= Gertrude Wilhelmsen =

American track & field athlete, discus thrower, javelin thrower, and softball player

Johanna Freda Gertrude Wilhelmsen (née Stelling; January 16, 1913 – March 19, 2005) was an American track and field athlete and softball player. She represented the United States at the 1936 Summer Olympics in Berlin, placing seventh in the women's javelin throw and eighth in the discus throw.

==Biography==

Gertrude Stelling was born in Puyallup, Washington on January 16, 1913. She took up track and field at Puyallup High School. She placed fourth in the javelin throw at the 1932 United States Olympic Trials, narrowly missing out on qualifying for the 1932 Summer Olympics; the top three in each event were named to the American Olympic team. Stelling married Andrew Wilhelmsen in November 1932; their first child was born in 1934.

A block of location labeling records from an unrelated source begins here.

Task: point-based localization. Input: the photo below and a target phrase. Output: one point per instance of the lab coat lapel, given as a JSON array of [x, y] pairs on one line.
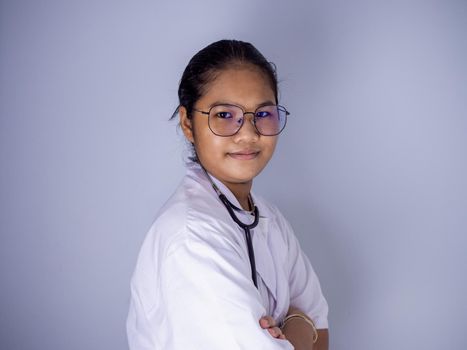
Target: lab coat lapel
[[264, 261]]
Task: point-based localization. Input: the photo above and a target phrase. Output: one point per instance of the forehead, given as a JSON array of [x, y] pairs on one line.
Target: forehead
[[243, 85]]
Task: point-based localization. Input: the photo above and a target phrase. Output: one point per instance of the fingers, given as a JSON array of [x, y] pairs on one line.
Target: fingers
[[267, 322], [276, 332]]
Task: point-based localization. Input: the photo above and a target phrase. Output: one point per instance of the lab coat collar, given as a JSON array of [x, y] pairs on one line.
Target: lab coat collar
[[195, 167]]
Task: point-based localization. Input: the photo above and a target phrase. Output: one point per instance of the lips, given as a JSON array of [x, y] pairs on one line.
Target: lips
[[244, 154]]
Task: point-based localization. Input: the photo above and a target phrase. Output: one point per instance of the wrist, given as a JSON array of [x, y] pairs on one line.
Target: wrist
[[304, 320]]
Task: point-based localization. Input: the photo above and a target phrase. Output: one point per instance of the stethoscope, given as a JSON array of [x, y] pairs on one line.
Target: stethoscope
[[231, 208]]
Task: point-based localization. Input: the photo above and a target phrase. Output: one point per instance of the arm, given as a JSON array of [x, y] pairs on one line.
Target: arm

At the 1936 Olympic Trials Gertrude Wilhelmsen placed second in the discus throw (116 ft 9 in/35.59 m) and third in the javelin throw (119 ft 3 in/36.35 m), qualifying for the Olympic team in both events; in the javelin she defeated former world record holder Nan Gindele by a foot to win the last Olympic spot. She was the best American in both events at the Olympic Games in Berlin, placing seventh in the javelin throw and eighth in the discus throw.

In addition to track and field, Wilhelmsen competed in a variety of other sports, including softball, basketball and later golf. She was inducted in the Tacoma-Pierce County Baseball/Softball Hall of Fame as a fastpitch softball player in 1994. Wilhelmsen died in Puyallup on March 19, 2005.

Wilhelmsen competed in the 1992 Palm Desert Senior Olympics in track & field and other events.